Stretching from the town of Fort McMurray northwards and as far as Peace River to the west, the confirmed deposits of bitumen in the ground take up an area the size of England. To date, only three to five per cent of the existing deposits are being mined or extracted, by inserting high-pressure steam into the ground. Turning bitumen into synthetic crude oil is no easy task: it requires vast amounts of energy and water, and the yields have only become viable with an exploding per-barrel oil price. For thousands of years, Alberta's prime resource has lain idle in the ground, oil companies patiently awaiting their turn until prices went rocketing in the last decade. The once sleepy town of Fort McMurray has been turned into the new frontier of the latest gold rush, absorbing the gains and ills that come with it: rapid growth, high prices, a huge influx of workers, crime, drugs and pollution. Walking down the bland main drag of the aptly nicknamed 'Fort McMoney', you can't help but notice that anybody who is anybody in the oil business has set up camp here: Shell, Total, Chevron, Syncrude, Suncor, CNRL, BP, Husky, Statoil and numerous others have bought up leases to extract the black gold from Alberta's land.

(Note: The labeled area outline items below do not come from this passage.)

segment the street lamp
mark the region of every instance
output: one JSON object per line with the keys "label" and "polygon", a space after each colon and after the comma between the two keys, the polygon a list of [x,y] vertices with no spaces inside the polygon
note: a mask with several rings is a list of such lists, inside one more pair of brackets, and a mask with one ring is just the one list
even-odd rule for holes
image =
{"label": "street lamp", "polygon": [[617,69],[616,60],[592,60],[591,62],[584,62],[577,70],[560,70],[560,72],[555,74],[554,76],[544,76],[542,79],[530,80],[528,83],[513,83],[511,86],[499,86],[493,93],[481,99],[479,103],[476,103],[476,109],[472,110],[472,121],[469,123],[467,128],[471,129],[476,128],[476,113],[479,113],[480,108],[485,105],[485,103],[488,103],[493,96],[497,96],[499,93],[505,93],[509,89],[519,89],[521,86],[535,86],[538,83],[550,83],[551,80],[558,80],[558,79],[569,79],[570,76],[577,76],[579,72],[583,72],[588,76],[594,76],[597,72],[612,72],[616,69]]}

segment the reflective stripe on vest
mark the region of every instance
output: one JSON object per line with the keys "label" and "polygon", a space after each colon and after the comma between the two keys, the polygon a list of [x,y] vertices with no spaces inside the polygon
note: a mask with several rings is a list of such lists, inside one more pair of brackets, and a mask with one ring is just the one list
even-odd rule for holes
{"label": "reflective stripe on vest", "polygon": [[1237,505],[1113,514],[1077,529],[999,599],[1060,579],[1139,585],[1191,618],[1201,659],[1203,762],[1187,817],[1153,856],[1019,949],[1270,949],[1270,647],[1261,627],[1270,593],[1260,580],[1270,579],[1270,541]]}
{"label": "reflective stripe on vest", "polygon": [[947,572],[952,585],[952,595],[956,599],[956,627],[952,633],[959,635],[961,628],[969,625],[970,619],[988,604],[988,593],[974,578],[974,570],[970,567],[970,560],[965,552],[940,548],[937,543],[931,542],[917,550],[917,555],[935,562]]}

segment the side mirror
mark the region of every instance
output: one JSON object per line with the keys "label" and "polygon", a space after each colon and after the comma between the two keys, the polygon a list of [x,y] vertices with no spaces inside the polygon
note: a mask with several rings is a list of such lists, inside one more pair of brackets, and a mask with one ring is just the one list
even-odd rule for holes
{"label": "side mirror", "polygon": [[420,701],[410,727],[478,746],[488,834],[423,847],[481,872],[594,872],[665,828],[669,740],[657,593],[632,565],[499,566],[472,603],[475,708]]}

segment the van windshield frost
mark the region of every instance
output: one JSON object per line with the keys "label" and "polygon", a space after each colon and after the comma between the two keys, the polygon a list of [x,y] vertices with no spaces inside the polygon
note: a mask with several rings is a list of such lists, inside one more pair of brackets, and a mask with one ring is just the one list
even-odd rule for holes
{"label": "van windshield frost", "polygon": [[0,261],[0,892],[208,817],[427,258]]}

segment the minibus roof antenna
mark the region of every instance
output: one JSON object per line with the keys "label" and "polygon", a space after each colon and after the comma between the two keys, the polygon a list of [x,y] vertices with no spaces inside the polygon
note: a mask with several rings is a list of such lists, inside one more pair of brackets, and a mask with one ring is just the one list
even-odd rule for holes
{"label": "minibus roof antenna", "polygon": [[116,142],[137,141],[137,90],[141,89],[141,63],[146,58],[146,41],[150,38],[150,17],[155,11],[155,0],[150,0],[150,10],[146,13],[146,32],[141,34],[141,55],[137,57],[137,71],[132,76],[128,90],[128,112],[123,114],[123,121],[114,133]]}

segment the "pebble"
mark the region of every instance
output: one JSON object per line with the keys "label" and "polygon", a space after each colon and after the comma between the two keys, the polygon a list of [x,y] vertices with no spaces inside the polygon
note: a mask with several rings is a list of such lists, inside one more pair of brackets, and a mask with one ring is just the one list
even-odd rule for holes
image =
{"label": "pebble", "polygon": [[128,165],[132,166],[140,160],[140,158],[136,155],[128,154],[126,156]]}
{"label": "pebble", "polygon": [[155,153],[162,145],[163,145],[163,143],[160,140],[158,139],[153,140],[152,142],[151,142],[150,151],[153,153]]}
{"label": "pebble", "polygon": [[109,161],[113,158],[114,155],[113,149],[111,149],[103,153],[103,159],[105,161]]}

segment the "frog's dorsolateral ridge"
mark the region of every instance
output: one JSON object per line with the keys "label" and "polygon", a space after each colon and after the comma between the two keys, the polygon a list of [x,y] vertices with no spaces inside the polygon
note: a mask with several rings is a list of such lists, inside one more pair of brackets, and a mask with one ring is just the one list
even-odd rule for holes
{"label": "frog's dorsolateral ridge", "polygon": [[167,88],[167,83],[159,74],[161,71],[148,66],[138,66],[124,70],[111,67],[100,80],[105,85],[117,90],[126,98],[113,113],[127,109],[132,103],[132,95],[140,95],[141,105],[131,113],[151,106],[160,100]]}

This comes at a high cost, both in terms of investment and natural resources as well as to the environment and the people who live there: the divisive issue is one of land rights and health concerns of Canada's First Nations who live downstream from the tar sands. Is Canada to respect aboriginal land rights, as enshrined in their treaty with the Crown over a hundred years ago which grants the First Nations the freedom to hunt, fish and trap according to their ancient ways? Or is it more interested in oil developments with their consequential destruction of the boreal forest, bringing of employment, and ultimately, money?

For many years, the First Nations in northern Alberta have been complaining about grave health concerns and unusually high cancer rates in their communities - a concern apparently not shared by the Province of Alberta. On another level, several First Nations have begun to legally challenge the status quo and the sale of their lands to oil companies. It is a fight that is synonymous of the classic David vs. Goliath: small and mostly poor communities on the one side; big oil, government, and heavyweight lawyers on the other.

One thing is for sure: the future is set to be challenging, and a mighty struggle is looming."